The won completed its first weekly gain in five as a surging yen brightened the outlook for South Korean exporters. Government bonds fell this week on speculation the Federal Reserve will taper its debt-purchase program.

The yen rose against the dollar by the most in three years yesterday, easing the pressure on South Korean companies such as Hyundai Motor Co. that compete against Japanese rivals in international markets. The Dollar Index, which measures the greenback against six major trading partners, fell today after dropping 1.3 percent yesterday. U.S. payrolls data due today may provide an indication on whether the Fed will reduce its bond buying that has spurred fund flows to emerging markets.

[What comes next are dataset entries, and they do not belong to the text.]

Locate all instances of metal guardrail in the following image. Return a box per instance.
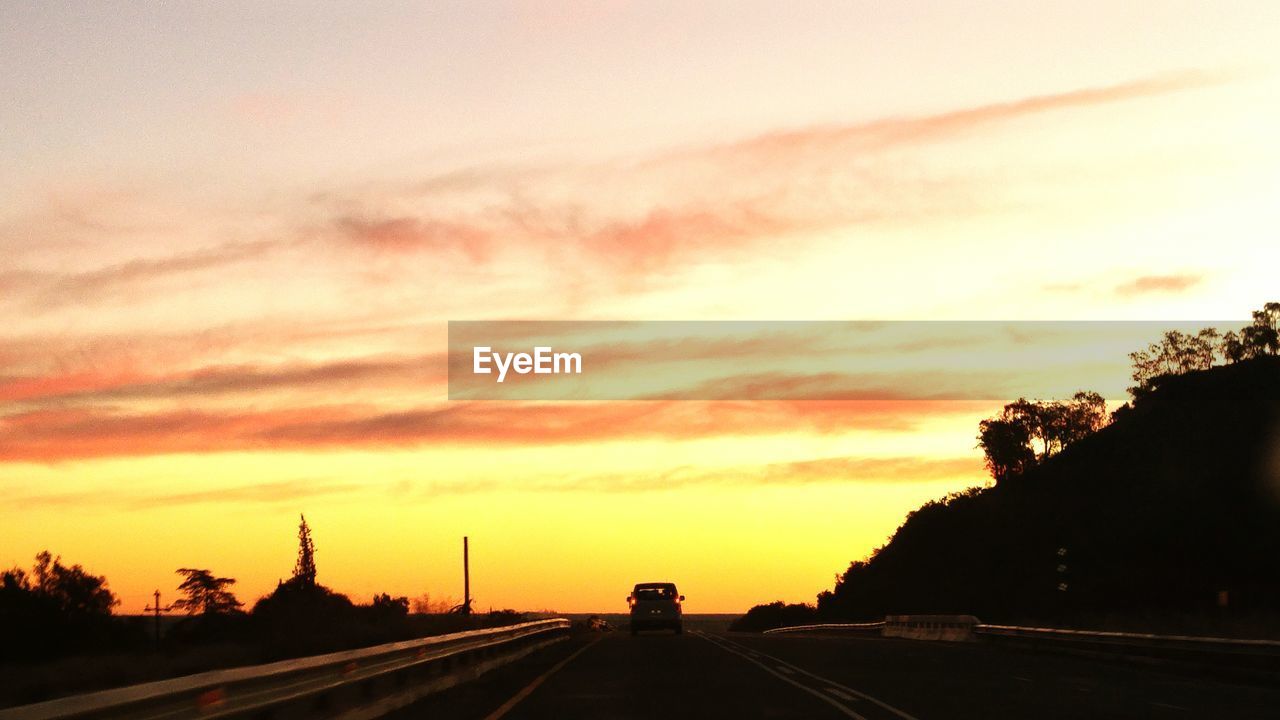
[0,618,571,720]
[974,623,1280,660]
[762,621,884,635]
[761,616,1280,672]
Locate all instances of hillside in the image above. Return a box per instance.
[815,356,1280,630]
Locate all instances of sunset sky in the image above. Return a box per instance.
[3,2,1280,614]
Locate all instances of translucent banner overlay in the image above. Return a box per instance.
[447,321,1237,401]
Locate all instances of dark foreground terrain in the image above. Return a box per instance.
[388,630,1280,720]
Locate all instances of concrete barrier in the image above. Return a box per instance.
[883,615,980,642]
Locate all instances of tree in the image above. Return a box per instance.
[1220,331,1245,364]
[412,593,459,614]
[977,417,1035,485]
[1058,391,1108,446]
[0,552,124,662]
[30,551,118,617]
[1129,329,1218,393]
[369,593,410,619]
[1255,301,1280,331]
[172,568,243,615]
[293,514,318,588]
[977,392,1106,484]
[1242,305,1280,358]
[1191,328,1220,370]
[1127,303,1280,397]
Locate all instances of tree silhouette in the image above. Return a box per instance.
[1242,304,1279,358]
[369,593,410,619]
[977,417,1034,485]
[1126,302,1279,396]
[1221,331,1245,364]
[293,514,318,588]
[29,551,118,617]
[1,551,124,662]
[1129,329,1219,393]
[977,392,1106,484]
[172,568,243,615]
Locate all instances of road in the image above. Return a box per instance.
[389,627,1280,719]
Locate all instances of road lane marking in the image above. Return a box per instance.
[777,665,796,674]
[705,633,923,720]
[483,638,599,720]
[827,688,857,702]
[694,631,869,720]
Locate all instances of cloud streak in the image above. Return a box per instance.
[711,71,1225,163]
[1,353,446,405]
[2,478,364,510]
[3,239,283,314]
[2,71,1225,322]
[312,71,1228,288]
[1115,273,1205,296]
[399,454,984,497]
[0,400,983,462]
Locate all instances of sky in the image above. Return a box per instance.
[2,1,1279,614]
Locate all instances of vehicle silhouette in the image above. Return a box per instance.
[627,582,684,635]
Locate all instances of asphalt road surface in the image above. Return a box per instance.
[389,629,1280,719]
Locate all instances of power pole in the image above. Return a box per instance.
[462,536,472,615]
[143,589,166,646]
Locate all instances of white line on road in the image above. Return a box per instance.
[827,687,858,702]
[705,633,923,720]
[695,631,869,719]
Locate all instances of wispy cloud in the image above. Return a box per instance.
[0,401,981,462]
[2,453,981,508]
[1,353,446,406]
[312,71,1228,287]
[566,454,983,492]
[709,71,1225,163]
[3,71,1227,325]
[5,239,282,313]
[404,454,983,497]
[1114,273,1205,296]
[332,215,492,262]
[3,478,363,509]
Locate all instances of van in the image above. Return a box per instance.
[627,582,684,634]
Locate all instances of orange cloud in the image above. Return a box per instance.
[705,71,1227,166]
[309,71,1227,290]
[1114,273,1205,296]
[0,400,983,462]
[333,215,492,262]
[3,71,1224,327]
[552,455,984,493]
[393,454,984,497]
[1,354,446,406]
[5,240,281,314]
[2,478,362,509]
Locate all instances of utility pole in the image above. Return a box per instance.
[143,589,166,646]
[462,536,472,615]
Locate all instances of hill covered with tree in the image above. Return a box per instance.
[739,304,1280,633]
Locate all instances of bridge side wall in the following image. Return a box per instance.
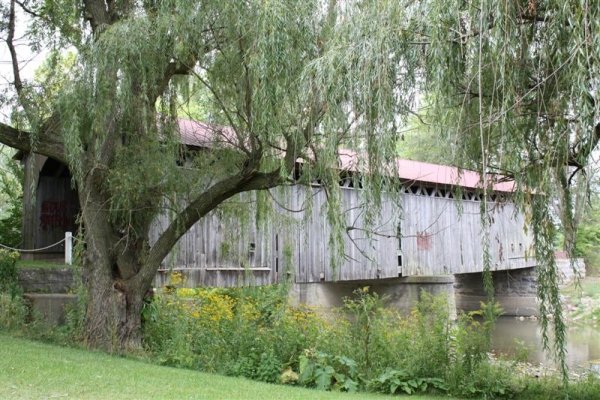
[151,184,534,287]
[401,193,535,276]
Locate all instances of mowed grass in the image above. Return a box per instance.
[16,259,71,270]
[0,335,453,400]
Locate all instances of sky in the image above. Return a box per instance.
[0,6,47,123]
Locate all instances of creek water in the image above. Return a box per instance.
[491,316,600,370]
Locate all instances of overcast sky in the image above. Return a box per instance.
[0,7,47,123]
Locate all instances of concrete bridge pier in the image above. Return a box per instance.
[454,268,539,317]
[289,275,456,319]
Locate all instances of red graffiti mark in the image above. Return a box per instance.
[40,200,70,230]
[416,231,431,250]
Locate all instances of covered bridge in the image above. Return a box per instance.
[151,156,534,285]
[19,119,538,313]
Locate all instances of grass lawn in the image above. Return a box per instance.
[0,335,454,400]
[16,259,71,270]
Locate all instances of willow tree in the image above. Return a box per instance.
[0,0,421,349]
[424,0,599,376]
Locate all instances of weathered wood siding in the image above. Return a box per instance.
[400,191,535,276]
[150,197,277,287]
[284,186,399,283]
[151,183,534,286]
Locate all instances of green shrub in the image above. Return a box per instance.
[367,368,448,395]
[0,155,22,248]
[298,350,359,392]
[405,291,452,378]
[447,361,518,399]
[0,292,27,331]
[142,286,325,381]
[0,250,27,332]
[444,303,513,398]
[0,249,20,298]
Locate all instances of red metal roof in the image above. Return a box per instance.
[395,158,514,192]
[177,118,237,148]
[337,148,514,192]
[177,118,515,192]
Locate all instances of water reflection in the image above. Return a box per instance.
[491,316,600,369]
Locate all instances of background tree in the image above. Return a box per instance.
[396,99,469,167]
[424,0,599,377]
[0,147,22,248]
[575,169,600,276]
[0,0,422,350]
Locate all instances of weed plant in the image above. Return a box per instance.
[142,286,530,397]
[0,250,27,331]
[0,249,20,298]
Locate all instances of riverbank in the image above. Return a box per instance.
[487,277,600,379]
[562,277,600,326]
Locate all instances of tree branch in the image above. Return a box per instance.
[154,61,195,103]
[142,167,283,284]
[567,122,600,169]
[14,0,42,19]
[7,0,37,122]
[83,0,111,35]
[0,120,66,163]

“The weak yen against the dollar was excessive so investors unwinded their short positions” on the Japanese currency, said Son Eun Jeong, an analyst at Woori Futures Co. in Seoul. “The strong dollar dwindled a bit as investors are waiting for the U.S. jobs data to determine the Fed’s exit strategy.” A short position is a bet a currency or security will decline.

The won rose 1.1 percent this week to 1,116.79 per dollar in Seoul, snapping a fourth weekly decline, according to data compiled by Bloomberg. The currency fell 0.1 percent today from June 5 after advancing as much as 0.7 percent earlier. South Korean markets were closed on June 6 for a public holiday.

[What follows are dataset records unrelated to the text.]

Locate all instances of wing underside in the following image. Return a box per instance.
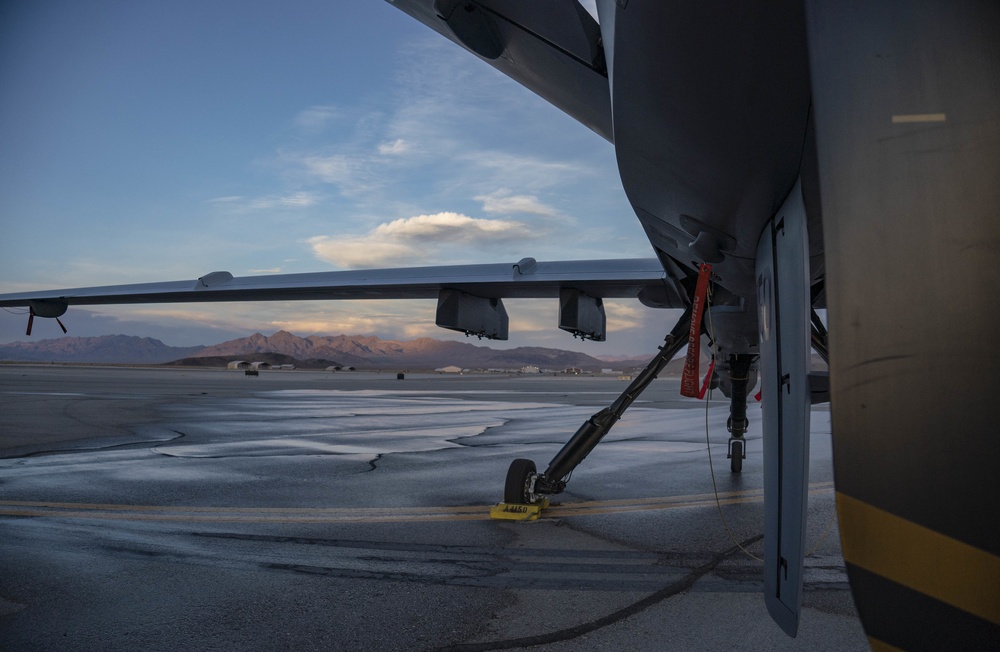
[0,258,677,307]
[0,258,682,341]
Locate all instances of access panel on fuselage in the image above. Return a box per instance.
[756,180,812,638]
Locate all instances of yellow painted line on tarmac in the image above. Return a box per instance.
[552,495,763,517]
[549,483,833,517]
[0,509,492,524]
[891,112,946,123]
[867,637,905,652]
[838,492,1000,626]
[0,500,486,514]
[0,482,834,524]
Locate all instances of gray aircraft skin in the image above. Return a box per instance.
[1,1,997,646]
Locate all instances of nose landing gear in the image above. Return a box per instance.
[722,353,756,473]
[496,306,693,508]
[503,458,538,505]
[728,436,745,473]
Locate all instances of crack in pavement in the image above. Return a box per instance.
[364,453,383,472]
[432,534,765,651]
[1,429,187,459]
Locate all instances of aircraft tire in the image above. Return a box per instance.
[503,458,537,505]
[730,440,743,473]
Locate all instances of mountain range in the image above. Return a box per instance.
[0,331,648,371]
[186,331,614,370]
[0,335,204,364]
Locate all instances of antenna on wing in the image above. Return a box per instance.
[26,301,69,336]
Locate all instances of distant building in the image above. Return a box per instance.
[564,367,583,375]
[520,365,541,374]
[278,364,295,370]
[227,361,250,370]
[325,366,342,372]
[251,361,271,370]
[436,365,463,373]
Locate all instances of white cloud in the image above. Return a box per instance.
[604,300,648,332]
[467,151,592,189]
[280,151,378,198]
[373,212,533,243]
[294,105,341,133]
[256,192,319,209]
[309,212,541,268]
[266,301,437,338]
[208,192,320,211]
[249,268,282,274]
[96,303,431,342]
[475,188,560,217]
[309,236,418,268]
[295,154,359,185]
[247,37,613,241]
[378,139,409,155]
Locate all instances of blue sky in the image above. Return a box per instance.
[0,1,675,356]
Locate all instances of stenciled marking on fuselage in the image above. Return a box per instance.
[0,482,834,524]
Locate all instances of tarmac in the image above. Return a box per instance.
[0,365,868,651]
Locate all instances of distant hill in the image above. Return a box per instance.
[0,331,787,374]
[164,353,342,370]
[595,353,653,366]
[0,335,204,364]
[191,331,612,371]
[0,331,622,371]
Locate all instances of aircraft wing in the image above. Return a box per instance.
[388,0,613,141]
[0,258,677,306]
[0,258,683,341]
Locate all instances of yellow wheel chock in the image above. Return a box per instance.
[489,498,550,521]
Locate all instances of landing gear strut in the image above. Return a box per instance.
[502,306,693,504]
[724,354,756,473]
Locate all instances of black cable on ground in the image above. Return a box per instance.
[433,534,764,652]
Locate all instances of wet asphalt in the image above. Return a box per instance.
[0,365,867,651]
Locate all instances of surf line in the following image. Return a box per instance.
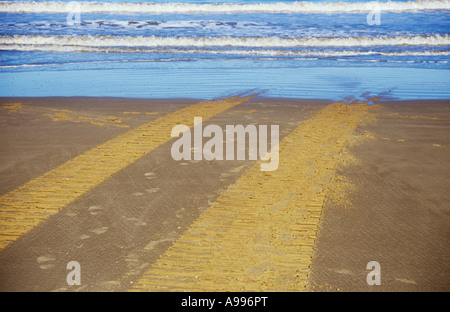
[171,117,279,171]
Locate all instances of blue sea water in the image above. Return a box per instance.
[0,0,449,100]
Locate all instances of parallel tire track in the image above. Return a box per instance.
[0,94,256,250]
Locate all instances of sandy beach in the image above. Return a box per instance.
[0,96,448,292]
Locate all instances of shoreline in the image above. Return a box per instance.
[2,95,449,103]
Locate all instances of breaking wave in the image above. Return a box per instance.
[0,0,449,14]
[1,34,449,50]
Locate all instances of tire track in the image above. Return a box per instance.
[0,94,256,250]
[131,102,374,291]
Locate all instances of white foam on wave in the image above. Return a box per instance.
[1,34,449,49]
[1,41,450,58]
[0,0,449,14]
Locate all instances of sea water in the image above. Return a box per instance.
[0,0,449,100]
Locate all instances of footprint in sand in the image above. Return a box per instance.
[88,205,103,215]
[175,207,186,218]
[333,268,353,276]
[230,165,247,173]
[219,172,232,181]
[37,255,56,270]
[91,226,108,235]
[144,237,175,251]
[122,215,147,226]
[395,277,417,285]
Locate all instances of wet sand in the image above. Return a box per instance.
[0,96,448,291]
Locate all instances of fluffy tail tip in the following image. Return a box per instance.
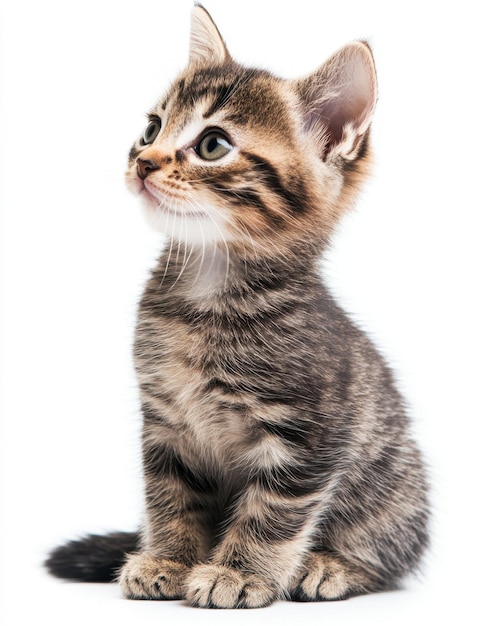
[45,531,139,582]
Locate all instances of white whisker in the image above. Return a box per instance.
[168,228,194,292]
[193,211,207,288]
[157,189,178,288]
[191,197,231,290]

The yen strengthened 3.8 percent to 96.77 per dollar this week, paring its decline over the past 12 months to 18 percent, according to data compiled by Bloomberg. The won has dropped 2.6 percent against the Japanese currency since May 31.

Volatility, Bonds

One-month implied volatility in the won, a measure of expected moves in the exchange rate used to price options, rose three basis points, or 0.03 percentage point, this week, and 38 basis points today to 9.23 percent.

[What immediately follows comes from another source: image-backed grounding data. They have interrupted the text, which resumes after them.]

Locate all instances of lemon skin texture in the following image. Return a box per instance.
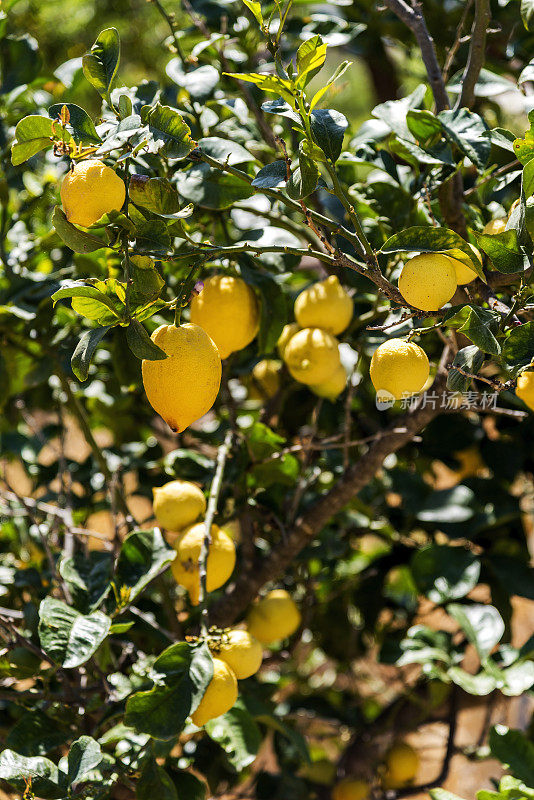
[516,370,534,411]
[171,522,236,605]
[215,629,263,679]
[191,658,238,726]
[190,274,259,359]
[60,159,125,227]
[451,245,483,285]
[284,327,341,385]
[310,363,347,401]
[370,339,429,401]
[153,480,206,530]
[483,218,507,235]
[294,275,353,335]
[277,323,300,358]
[332,779,370,800]
[398,254,457,311]
[383,743,419,788]
[246,589,301,644]
[249,359,281,401]
[142,323,221,433]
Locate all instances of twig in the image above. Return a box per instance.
[457,0,491,110]
[443,0,474,83]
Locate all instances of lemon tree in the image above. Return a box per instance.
[2,1,534,799]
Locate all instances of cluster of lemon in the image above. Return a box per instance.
[153,479,301,726]
[331,742,419,800]
[270,275,353,402]
[398,247,482,313]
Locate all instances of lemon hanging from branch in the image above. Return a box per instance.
[60,159,125,227]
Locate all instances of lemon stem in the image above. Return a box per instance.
[198,429,233,634]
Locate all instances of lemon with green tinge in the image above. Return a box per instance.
[191,658,238,726]
[213,629,263,679]
[310,363,347,401]
[516,369,534,411]
[332,779,370,800]
[383,743,419,789]
[153,480,206,531]
[249,359,281,401]
[246,589,301,644]
[60,159,125,227]
[277,323,300,358]
[294,275,353,335]
[398,253,457,311]
[190,274,259,359]
[370,339,429,401]
[484,218,507,234]
[283,327,341,386]
[142,323,221,433]
[451,244,483,285]
[171,522,235,605]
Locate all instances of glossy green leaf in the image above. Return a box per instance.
[411,545,481,604]
[71,325,112,381]
[67,736,102,785]
[251,161,288,189]
[457,306,501,355]
[489,726,534,784]
[137,756,177,800]
[474,230,526,274]
[141,102,195,159]
[502,321,534,370]
[176,163,254,209]
[310,108,348,162]
[82,28,120,105]
[38,597,111,668]
[381,226,483,276]
[447,345,484,392]
[447,603,504,658]
[48,103,101,144]
[0,750,63,799]
[11,115,55,165]
[206,707,262,771]
[296,35,327,87]
[126,319,168,361]
[115,529,175,604]
[52,206,107,253]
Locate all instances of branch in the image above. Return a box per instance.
[382,0,450,112]
[211,369,449,626]
[457,0,491,110]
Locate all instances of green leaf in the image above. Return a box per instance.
[416,485,475,525]
[71,326,112,381]
[310,108,348,163]
[206,707,262,771]
[489,726,534,784]
[521,0,534,30]
[411,545,481,604]
[48,103,101,144]
[501,661,534,696]
[6,711,70,756]
[381,226,483,277]
[198,136,255,166]
[457,306,501,355]
[241,0,264,26]
[474,230,526,274]
[115,528,175,605]
[502,321,534,370]
[513,111,534,165]
[1,33,42,94]
[126,319,168,361]
[0,750,62,799]
[431,790,468,800]
[406,109,442,144]
[137,755,177,800]
[52,206,107,253]
[141,102,196,159]
[59,551,112,614]
[176,163,254,209]
[447,603,505,658]
[67,737,102,785]
[438,108,490,170]
[82,27,121,106]
[447,667,497,696]
[124,642,213,739]
[166,61,219,102]
[310,60,352,112]
[129,175,180,216]
[129,255,165,305]
[223,72,294,105]
[296,35,327,87]
[292,141,319,198]
[38,597,111,668]
[52,281,124,325]
[251,161,288,189]
[11,115,55,166]
[447,345,484,392]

The won weakened 2.5 percent against the dollar in May as Fed Chairman Ben S. Bernanke told Congress the central bank could reduce its $85 billion in monthly bond purchases if the U.S. jobs market improves in a “real and sustainable way.”

South Korea’s gross domestic product increased 1.5 percent in the first quarter from a year earlier, the same as in the preceding three months, according to a revised report released today in Seoul.

The yield on the 2.75 percent bonds due March 2018 rose three basis points this week and fell five basis points today to 2.92 percent, prices from Korea Exchange Inc. show. The yield reached 2.97 percent on June 5, the highest level for a benchmark five-year security in five months.